On This Day
1795 – Partitions of Poland: The Duchy of Courland and Semigallia, a northern fief of the Polish–Lithuanian Commonwealth, ceases to exist and becomes part of Imperial Russia.
The Partitions of Poland[a] were three partitions of the Polish–Lithuanian Commonwealth that took place toward the end of the 18th century and ended the existence of the state, resulting in the elimination of sovereign Poland and Lithuania for 123 years. The partitions were conducted by the Habsburg Monarchy, the Kingdom of Prussia, and the Russian Empire, which divided up the Commonwealth lands among themselves progressively in the process of territorial seizures and annexations.
The First Partition of Poland was decided on August 5, 1772. Two decades later, Russian and Prussian troops entered the Commonwealth again and the Second Partition was signed on January 23, 1793. Austria did not participate in the Second Partition. The Third Partition of Poland took place on October 24, 1795, in reaction to the unsuccessful Polish Kościuszko Uprising the previous year. With this partition, the Commonwealth ceased to exist.
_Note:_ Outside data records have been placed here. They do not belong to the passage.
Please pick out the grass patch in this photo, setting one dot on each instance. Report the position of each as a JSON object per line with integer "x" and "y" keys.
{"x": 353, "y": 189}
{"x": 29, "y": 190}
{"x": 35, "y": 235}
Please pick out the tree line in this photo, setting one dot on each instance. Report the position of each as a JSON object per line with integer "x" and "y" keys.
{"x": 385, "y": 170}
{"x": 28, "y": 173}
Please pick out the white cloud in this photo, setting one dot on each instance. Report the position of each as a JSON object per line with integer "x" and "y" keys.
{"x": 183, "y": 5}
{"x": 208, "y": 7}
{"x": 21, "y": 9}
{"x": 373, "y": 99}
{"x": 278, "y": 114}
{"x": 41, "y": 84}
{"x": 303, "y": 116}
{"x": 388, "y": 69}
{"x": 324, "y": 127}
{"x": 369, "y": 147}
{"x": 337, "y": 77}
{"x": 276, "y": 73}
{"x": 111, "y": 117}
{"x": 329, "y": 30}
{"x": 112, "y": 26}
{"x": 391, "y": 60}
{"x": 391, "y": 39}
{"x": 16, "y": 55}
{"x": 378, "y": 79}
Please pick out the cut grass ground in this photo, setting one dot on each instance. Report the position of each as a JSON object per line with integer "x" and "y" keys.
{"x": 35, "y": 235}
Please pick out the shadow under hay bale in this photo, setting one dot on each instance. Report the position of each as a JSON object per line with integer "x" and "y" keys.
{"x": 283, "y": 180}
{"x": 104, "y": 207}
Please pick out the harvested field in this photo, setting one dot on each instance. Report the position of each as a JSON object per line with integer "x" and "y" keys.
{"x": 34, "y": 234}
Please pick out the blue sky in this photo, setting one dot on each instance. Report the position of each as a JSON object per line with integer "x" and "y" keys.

In English, the term “Partitions of Poland” is sometimes used geographically as toponymy, to mean the three parts that the partitioning powers divided the Commonwealth into, namely: the Austrian Partition, the Prussian Partition and the Russian Partition. In Polish, there are two separate words for the two meanings. The consecutive acts of dividing and annexation of Poland are referred to as rozbiór (plural: rozbiory), while the term zabór (pl. zabory) means each part of the Commonwealth annexed in 1772–95 becoming part of Imperial Russia, Prussia, or Austria. Following the Congress of Vienna in 1815, the borders of the three partitioned sectors were redrawn; the Austrians established Galicia in the Austrian partition, whereas the Russians gained Warsaw from Prussia and formed an autonomous polity of Congress Poland in the Russian partition.
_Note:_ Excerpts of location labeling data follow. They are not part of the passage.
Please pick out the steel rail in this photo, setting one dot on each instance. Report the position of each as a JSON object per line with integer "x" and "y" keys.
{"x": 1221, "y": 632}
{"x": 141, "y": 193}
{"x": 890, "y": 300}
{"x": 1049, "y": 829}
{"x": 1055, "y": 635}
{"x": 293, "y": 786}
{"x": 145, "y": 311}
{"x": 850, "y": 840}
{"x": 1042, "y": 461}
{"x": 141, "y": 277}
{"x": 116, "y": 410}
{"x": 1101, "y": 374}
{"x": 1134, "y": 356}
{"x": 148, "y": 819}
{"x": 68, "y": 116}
In Polish historiography, the term “Fourth Partition of Poland” has also been used, in reference to any subsequent annexation of Polish lands by foreign invaders. Depending on source and historical period, this could mean the events of 1815, or 1832 and 1846, or 1939. The term “Fourth Partition” in a temporal sense can also mean the diaspora communities that played an important political role in re-establishing the Polish sovereign state after 1918.
Born On This Day
1895 – Ángela Ruiz Robles, Spanish teacher, writer and inventor, pioneer of the electronic book (d. 1975)
Ángela Ruiz Robles (March 28, 1895 Villamanín, Leon – October 27, 1975, Ferrol, A Coruña) was a Spanish teacher, writer, pioneer and inventor of the mechanical precursor to the electronic book. In 1949, Ruiz was awarded Spanish patent 190,698 for the “Mechanical Encyclopedia” (Spanish: la Enciclopedia Mecánica).
Ruiz Robles wanted to lighten the weight of the books carried by her students, so she devised a device consisting of a series of text and illustrations on reels, all under a sheet of magnifying glass with a light for reading in the dark, and was to incorporate spoken descriptions of each topic. Her device was never put into production but a prototype is in display at the National Museum of Science and Technology in A Coruña.